This 48 X 44cm painting was called The Painter on the Road to Tarascon and it's been missing since April 1945. Vincent van Gogh painted it in 1988, the same year he completed his famous Sunflowers painting.
Vincent van Gogh was born in The Netherlands in 1883. When Vincent was 20 (a year after the photo above was taken) he came to live in the U.K. He stayed in Brixton in South London and then Ramsgate in Kent. In 1886 he tried living in Auvers-sur-Oise, just outside Paris, he produced one finished painting every day for 73 days. Vincent then moved to Arles where he wanted to set up an artist's colony with his friend Paul Gauguin.

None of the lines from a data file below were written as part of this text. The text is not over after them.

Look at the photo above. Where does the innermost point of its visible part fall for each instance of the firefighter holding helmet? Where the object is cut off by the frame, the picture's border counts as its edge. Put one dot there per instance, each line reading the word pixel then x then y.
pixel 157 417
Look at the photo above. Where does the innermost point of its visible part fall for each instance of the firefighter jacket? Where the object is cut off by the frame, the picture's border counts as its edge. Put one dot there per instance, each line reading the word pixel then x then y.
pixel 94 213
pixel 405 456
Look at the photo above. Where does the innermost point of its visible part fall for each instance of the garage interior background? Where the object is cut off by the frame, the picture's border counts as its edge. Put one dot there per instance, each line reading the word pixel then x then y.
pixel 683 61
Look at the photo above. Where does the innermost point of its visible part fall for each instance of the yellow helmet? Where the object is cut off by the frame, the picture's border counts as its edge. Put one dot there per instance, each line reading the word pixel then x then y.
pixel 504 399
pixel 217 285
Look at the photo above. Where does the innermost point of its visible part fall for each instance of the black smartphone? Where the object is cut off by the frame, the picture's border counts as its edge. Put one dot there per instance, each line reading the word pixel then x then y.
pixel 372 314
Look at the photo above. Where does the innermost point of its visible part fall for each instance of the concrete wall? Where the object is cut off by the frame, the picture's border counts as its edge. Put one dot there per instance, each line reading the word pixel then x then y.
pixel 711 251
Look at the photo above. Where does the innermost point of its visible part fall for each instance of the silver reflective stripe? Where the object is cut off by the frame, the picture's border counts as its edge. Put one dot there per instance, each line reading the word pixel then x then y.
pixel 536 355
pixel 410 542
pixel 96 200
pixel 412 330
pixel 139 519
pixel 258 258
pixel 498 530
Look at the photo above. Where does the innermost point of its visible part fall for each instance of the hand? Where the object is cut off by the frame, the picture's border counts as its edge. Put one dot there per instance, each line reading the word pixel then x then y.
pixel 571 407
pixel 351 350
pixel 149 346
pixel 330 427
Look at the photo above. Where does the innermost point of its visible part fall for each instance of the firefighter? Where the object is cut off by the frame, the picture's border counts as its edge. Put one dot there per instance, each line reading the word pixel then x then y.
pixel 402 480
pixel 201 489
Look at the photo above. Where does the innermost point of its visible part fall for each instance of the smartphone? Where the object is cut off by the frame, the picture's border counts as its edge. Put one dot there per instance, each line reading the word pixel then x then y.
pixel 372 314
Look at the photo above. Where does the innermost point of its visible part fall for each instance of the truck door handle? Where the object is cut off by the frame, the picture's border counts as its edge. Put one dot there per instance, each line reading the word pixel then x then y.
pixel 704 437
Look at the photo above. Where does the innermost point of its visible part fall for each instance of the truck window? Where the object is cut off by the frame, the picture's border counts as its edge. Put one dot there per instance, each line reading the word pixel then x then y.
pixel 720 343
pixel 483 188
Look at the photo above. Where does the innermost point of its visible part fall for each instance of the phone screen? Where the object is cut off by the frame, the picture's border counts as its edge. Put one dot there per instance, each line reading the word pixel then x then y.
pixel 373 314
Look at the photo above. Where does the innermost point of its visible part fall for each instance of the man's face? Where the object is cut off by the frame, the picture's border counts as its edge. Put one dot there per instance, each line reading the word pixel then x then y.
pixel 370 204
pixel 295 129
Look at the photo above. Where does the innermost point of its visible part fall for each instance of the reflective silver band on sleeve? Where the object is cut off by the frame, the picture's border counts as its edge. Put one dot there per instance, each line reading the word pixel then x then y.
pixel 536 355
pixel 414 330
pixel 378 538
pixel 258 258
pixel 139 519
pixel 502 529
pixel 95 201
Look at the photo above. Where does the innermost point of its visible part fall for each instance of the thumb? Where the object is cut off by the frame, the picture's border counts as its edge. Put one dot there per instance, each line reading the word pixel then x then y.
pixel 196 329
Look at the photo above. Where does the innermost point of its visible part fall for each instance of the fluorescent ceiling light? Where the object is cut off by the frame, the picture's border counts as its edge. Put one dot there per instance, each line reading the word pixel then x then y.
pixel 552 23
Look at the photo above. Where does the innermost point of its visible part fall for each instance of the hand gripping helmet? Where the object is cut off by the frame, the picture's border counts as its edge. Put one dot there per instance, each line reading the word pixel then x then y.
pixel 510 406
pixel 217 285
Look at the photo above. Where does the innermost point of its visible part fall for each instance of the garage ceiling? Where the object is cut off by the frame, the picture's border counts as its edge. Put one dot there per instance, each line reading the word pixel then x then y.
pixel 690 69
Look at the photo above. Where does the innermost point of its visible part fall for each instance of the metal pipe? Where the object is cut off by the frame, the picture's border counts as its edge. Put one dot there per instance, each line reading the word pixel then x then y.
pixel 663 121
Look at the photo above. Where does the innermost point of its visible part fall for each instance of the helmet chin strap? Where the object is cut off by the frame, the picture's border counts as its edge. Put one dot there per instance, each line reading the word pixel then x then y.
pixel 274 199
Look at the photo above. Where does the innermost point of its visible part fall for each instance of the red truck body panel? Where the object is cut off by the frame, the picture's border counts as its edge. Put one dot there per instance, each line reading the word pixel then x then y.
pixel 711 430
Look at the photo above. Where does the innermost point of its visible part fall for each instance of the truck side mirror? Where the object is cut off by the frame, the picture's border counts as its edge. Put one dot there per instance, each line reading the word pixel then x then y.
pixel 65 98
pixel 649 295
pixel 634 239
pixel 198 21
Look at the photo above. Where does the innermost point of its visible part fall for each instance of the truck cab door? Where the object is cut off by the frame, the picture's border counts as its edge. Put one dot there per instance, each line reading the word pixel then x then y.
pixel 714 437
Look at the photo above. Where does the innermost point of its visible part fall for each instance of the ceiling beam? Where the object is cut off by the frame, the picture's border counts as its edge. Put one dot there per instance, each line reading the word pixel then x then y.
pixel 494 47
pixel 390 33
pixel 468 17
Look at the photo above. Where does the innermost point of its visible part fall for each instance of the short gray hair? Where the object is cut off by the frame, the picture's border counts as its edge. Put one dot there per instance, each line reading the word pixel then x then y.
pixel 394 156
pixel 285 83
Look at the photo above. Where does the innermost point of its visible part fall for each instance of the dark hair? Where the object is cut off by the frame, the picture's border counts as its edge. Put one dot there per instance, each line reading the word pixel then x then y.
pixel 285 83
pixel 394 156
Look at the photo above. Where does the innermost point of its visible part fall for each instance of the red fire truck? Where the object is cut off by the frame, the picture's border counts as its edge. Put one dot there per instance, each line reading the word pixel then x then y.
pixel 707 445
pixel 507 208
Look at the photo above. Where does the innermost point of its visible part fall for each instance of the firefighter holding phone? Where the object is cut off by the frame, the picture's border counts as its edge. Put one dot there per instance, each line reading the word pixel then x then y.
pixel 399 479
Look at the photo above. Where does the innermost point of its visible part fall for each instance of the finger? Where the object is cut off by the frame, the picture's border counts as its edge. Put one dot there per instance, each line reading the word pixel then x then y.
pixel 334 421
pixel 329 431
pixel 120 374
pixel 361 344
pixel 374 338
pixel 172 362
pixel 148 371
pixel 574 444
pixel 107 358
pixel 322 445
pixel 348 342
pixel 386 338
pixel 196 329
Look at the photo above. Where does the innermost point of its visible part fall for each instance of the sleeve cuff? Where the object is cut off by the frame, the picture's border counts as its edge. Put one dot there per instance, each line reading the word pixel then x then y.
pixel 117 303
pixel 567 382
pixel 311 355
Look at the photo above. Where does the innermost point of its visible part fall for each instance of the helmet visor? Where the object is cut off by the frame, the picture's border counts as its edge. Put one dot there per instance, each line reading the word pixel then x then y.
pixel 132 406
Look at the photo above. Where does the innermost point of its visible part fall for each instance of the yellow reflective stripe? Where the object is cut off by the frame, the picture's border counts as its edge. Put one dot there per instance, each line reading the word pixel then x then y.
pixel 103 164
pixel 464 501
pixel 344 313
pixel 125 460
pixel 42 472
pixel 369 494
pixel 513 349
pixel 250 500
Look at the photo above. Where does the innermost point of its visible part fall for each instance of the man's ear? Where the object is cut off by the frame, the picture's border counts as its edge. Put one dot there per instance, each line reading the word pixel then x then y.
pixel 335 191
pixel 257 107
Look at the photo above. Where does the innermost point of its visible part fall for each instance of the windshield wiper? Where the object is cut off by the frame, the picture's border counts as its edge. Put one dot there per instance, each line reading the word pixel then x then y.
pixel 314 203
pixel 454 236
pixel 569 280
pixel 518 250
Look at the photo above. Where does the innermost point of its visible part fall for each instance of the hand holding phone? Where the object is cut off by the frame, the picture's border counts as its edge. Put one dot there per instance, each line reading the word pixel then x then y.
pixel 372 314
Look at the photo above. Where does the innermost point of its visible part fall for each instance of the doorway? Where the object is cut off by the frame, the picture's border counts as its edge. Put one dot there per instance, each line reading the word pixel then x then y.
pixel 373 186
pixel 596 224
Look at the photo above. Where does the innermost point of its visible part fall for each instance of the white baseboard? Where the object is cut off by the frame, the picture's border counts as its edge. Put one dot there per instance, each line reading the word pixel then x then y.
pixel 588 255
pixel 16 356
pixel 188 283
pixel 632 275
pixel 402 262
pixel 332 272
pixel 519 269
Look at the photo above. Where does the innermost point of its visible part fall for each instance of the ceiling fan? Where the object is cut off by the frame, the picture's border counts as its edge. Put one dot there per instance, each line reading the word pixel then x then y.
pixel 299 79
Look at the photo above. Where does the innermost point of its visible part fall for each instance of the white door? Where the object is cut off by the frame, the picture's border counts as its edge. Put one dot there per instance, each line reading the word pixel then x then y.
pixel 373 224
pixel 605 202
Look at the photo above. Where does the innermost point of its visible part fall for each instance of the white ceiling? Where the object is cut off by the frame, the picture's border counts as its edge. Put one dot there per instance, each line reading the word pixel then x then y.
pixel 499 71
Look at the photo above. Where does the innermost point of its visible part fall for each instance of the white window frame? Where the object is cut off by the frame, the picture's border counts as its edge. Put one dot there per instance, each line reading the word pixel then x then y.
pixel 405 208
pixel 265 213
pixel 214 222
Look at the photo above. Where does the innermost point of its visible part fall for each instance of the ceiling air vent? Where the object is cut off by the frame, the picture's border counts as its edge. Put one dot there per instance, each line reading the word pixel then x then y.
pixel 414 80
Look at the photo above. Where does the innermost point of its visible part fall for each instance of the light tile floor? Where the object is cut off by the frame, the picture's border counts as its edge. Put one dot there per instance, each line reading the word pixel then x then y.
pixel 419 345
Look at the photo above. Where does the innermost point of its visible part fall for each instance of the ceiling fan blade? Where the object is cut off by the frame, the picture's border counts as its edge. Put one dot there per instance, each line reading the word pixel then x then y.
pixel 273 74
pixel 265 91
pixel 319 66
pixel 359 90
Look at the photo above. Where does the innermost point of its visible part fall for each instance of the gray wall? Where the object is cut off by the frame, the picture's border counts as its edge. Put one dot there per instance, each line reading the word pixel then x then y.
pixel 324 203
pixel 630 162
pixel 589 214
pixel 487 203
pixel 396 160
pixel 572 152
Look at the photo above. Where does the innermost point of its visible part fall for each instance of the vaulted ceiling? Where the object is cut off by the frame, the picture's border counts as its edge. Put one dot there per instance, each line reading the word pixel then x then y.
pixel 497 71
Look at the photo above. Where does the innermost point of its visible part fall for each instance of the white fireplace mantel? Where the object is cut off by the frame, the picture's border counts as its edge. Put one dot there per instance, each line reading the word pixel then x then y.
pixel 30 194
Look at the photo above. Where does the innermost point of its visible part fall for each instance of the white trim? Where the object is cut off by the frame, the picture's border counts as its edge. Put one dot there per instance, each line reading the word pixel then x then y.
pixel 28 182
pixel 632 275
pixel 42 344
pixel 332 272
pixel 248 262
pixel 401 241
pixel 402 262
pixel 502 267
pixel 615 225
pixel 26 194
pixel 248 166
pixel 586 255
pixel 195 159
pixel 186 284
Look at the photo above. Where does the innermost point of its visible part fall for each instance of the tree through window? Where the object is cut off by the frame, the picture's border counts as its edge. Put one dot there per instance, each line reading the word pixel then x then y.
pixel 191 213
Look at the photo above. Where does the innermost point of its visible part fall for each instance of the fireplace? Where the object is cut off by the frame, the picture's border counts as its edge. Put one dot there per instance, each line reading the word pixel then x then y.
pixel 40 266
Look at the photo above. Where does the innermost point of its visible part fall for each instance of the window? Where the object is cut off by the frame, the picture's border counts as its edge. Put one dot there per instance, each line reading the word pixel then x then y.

In 1957 Francis Bacon based a series of paintings on reproductions of Vincent's On The Road to Tarascon. Bacon said in an interview that the painting haunted him and also claimed to love a letter Vincent sent to his brother Theo that included the line "real painters don't paint things as they are - they paint them as they themselves feel them to be."
(Above: Kes Richardson and Harry Pye at Rose Wylie's studio in Kent in January, 2015.)
Artist/curator Harry Pye had the idea for the "On The Road Again" project in 2014. Since that time several great artists have said they'd love to make a transcription of the painting to replace the missing Vincent one. Amongst the artists on board are Chantal Joffe, Phoebe Unwin, Billy Childish, Dominic Kennedy, Kes Richardson, and Rose Wylie.